The affair dragged on for 15 long years. In April 1759, James was reduced to petitioning for his case to be heard as a pauper. Before it could be, on 5 January 1760, he died, to be followed a year later by his nemesis Uncle Dick, and a year after that by Annesley's only son. The press, says Ekirch, went overboard: Annesley, a "most remarkable and unfortunate man" who had "engrossed the attentions of three kingdoms more than any private man ever did", had surely died "of a broken heart", "truly a victim of the avarice, inhumanity and injustice of others".

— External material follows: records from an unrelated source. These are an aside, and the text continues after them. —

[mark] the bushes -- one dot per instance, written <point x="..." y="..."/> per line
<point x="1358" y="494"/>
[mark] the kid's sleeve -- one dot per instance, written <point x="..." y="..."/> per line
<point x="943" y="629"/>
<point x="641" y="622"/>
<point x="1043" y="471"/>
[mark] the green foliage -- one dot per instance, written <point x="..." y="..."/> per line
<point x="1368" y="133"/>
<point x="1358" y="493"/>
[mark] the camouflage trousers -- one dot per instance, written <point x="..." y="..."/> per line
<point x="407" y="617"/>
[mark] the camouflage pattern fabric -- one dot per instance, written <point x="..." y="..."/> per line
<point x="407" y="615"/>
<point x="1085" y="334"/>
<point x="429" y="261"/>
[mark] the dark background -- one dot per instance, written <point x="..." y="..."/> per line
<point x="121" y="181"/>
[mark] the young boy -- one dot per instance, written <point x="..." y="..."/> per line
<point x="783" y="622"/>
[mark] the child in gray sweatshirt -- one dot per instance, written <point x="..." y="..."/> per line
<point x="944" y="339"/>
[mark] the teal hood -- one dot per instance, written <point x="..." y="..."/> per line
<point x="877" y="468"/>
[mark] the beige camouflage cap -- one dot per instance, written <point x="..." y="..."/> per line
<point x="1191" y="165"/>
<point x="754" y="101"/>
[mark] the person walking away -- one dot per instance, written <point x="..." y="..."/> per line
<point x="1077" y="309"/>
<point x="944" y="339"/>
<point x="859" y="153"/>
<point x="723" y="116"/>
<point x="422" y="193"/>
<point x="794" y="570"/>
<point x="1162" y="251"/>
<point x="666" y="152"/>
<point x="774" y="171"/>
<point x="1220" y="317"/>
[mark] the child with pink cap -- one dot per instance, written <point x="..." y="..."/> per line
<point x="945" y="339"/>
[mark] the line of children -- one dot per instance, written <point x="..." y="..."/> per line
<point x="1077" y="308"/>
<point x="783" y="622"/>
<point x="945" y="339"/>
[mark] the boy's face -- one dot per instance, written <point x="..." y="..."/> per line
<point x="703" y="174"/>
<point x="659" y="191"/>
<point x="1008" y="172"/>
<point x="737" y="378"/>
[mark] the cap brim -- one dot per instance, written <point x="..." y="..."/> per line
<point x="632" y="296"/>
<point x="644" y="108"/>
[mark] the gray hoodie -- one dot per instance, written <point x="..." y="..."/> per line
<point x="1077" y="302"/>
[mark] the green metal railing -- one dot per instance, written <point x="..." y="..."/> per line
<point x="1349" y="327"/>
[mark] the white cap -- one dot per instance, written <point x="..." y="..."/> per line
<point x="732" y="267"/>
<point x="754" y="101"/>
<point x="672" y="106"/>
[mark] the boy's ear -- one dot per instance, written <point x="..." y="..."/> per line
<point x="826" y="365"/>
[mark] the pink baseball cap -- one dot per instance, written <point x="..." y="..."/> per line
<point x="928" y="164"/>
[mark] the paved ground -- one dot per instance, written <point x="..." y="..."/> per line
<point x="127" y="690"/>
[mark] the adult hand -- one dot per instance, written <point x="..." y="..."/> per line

The saga was finally concluded only in the 1770s, when, in a final flurry of lawsuits, Richard's bigamy (­"irregular and immoral way of life", it was called) was at last exposed. There was, the House of Lords' Committee of Privileges announced, no legitimate heir to his ill-gotten titles: the earldom of Anglesea was extinct. This was not the predictable, anti-climactic ending that Ekirch, when he set out on the story, says he most feared, but "a bittersweet one, full of poetic justice. It truly bears out that old French adage: Revenge is a dish best served cold".

There is no doubt, says Ekirch, that Stevenson's Kidnapped, published in 1886, was inspired by the Annesley story. "The setting is Scotland, and David Balfour never makes it to America," he says. "But it's the usurpation of an orphan's inheritance by a wicked uncle who conspires to send his nephew to the colonies as a servant. You couldn't get a much better dovetail than that. And we know for a fact that Stevenson read about the case." A number of other 19th-century novels, such as Charles Reade's The Wandering Heir, echo James's life even more closely.

No wonder. Here, says Ekirch, "was a real life drama that arguably no ­novelist could imagine, and if they did, it would be so incredible that even as fiction no one could possibly take it seriously."

The historian's one regret is that so little of that story – apart from the testimony he gave at his murder trial – survives in Jemmy's own words. He left no diaries, few papers. The key details of James Annesley's life, nonetheless, are now known beyond reasonable doubt, and it remains "a quite extraordinary saga of betrayal and loss, but also of survival, resilience and redemption," Ekirch says. "This is not just a story about 18th-century England and Ireland, but about the iniquities and virtues of human nature."

Birthright: the True Story that Inspired Kidnapped is published by Norton on February 25, price £17.99.